In any case, Jenkins' stories of her life in London from the 1920s on through the 1970s gave a wonderful picture of the times she lived through. It was also very interesting to see into her life as a reasonably successful, but not wildly famous, writer.
As the foreword, written by her nephew Sir Michael Jenkins, points out, Elizabeth Jenkins lived what was in many ways an unremarkable life, but she lived through a remarkable period (her life spanned nearly the entire 20th Century and the beginning of the 21st), was in contact with many notable figures, and is gifted with the ability to tell the episodes of her life beautifully.
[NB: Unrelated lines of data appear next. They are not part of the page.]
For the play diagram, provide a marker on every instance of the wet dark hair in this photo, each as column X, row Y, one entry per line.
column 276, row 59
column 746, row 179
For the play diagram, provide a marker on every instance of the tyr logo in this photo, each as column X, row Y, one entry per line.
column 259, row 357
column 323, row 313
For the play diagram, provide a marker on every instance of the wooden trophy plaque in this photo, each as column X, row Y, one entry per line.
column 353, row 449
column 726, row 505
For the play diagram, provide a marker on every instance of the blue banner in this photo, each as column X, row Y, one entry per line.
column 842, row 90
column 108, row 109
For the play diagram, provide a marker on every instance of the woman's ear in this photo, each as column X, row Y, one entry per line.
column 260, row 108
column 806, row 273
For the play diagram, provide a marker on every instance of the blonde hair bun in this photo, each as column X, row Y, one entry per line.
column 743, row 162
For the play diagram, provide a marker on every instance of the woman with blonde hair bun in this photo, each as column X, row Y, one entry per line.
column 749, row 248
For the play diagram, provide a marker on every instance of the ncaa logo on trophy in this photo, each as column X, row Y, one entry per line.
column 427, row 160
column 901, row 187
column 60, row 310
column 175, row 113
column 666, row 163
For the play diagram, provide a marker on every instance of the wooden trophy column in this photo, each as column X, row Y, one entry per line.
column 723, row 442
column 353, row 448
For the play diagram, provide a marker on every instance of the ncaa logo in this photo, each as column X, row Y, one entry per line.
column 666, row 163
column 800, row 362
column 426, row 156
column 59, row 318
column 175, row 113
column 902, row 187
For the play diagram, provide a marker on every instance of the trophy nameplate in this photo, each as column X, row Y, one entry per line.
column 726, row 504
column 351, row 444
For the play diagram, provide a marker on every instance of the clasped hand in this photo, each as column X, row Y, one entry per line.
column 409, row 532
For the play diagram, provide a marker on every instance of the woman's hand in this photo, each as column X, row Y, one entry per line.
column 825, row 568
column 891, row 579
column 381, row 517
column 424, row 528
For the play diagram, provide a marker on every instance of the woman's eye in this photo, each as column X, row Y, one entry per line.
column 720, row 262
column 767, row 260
From 1939 until about 1995, Jenkins lived at 8 Downshire Hill in Hampstead. I looked the address up and discovered it's just around the corner from the Keats House, which I visited in London and I walked right past Jenkins' former home on my way from the Keats House to the Freud House. In fact, I remember the street well. My father and I were charmed by the Hampstead neighborhood generally. The first house we passed on leaving Hampstead Heath bore a plaque indicating that George Orwell had lived there (this was on Parliament Hill) and from there onward as we walked through the neighborhood, we paid close attention to the homes. When we came out from Keats Grove and made the left onto Downshire Hill, I remember there was a Bentley parked on the corner and I said, "That's not something you see every day." My father said that maybe it was, in London.
In any case, Jenkins' stories of her life in London from the 1920s on through the 1970s gave a wonderful picture of the times she lived through. It was also very interesting to see into her life as a reasonably successful, but not wildly famous, writer.